Ruling Re-defines Dishonesty
You can see now, I suspect, that if you watch the backs of the cards when they are dealt on the table, before any player looks at the card fronts that you can identify the high stakes cards as ones which the half diamond pattern is on the opposite side of the card back to the low stakes cards.
This was crucial in ‘guessing’ the winning cards. In addition, Cheung asked the dealer to shuffle the cards using a machine rather than passing them to the players to shuffle, again, no allegation that the players interfered with the card!
Security eventually realised what Ivey and Cheung had done which helped them to identify winning and losing hands and decided to freeze their £7.7m winnings.
The pair eventually went to the Supreme Court in 2017 in order to get a decision on whether or not their actions were ‘cheating’. When the Judge looked at the issue of ‘dishonesty’ he said that in this case it was clear that Ivey and Cheung had made the requests to the Casino to do certain acts and by doing so they said they had done nothing ‘dishonest’.
As we mentioned earlier, to prove dishonesty we must show that Ivey and Cheung had known they were acting dishonestly.
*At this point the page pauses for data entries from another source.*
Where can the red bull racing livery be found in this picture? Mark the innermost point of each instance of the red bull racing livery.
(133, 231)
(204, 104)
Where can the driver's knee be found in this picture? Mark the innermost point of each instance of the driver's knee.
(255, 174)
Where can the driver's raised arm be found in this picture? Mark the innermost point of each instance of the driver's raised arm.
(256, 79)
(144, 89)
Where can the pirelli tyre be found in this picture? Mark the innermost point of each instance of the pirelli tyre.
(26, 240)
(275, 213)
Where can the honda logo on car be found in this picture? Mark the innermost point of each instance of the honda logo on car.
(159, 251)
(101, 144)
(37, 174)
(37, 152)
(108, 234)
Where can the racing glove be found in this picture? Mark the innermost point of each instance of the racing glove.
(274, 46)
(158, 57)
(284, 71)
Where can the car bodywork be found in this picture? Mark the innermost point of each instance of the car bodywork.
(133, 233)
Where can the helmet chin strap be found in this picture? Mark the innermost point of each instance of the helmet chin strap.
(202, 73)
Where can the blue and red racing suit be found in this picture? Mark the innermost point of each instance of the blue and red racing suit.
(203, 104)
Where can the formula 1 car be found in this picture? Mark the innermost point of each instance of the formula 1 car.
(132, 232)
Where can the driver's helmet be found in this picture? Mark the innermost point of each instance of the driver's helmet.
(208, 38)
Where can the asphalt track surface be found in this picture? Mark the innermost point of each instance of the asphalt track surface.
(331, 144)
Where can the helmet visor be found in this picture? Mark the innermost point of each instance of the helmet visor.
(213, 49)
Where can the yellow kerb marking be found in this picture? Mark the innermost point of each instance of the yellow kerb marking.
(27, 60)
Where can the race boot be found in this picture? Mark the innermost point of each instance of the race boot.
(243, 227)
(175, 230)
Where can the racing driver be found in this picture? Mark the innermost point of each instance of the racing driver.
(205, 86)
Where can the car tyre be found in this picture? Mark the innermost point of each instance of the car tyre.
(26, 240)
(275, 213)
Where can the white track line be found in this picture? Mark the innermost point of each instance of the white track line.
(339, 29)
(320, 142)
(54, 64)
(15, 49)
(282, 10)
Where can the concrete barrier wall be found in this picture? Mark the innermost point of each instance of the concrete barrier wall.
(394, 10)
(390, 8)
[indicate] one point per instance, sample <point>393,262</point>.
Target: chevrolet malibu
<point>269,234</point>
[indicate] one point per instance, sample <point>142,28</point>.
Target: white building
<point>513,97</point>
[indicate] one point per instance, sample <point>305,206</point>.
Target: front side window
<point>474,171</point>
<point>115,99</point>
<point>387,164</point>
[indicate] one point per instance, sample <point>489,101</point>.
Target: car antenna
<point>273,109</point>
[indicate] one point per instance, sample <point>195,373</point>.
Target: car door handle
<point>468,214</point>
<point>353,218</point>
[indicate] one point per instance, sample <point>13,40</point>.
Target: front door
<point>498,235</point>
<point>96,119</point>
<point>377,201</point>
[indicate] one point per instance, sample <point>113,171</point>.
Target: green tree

They clearly did not think so.
The first check was to ask ‘did the average person believe they were dishonest?’ The Judge found the first part but then changed current thinking on dishonesty and threw out the second test as unnecessary. It is now sufficient to ask the ordinary person in the street if they thought it would be dishonest.
A fascinating story and one that is very pertinent to an investigator investigating ‘dishonesty’ offences.
As for me, I’m going to buy some playing cards and set up a game with a few friends!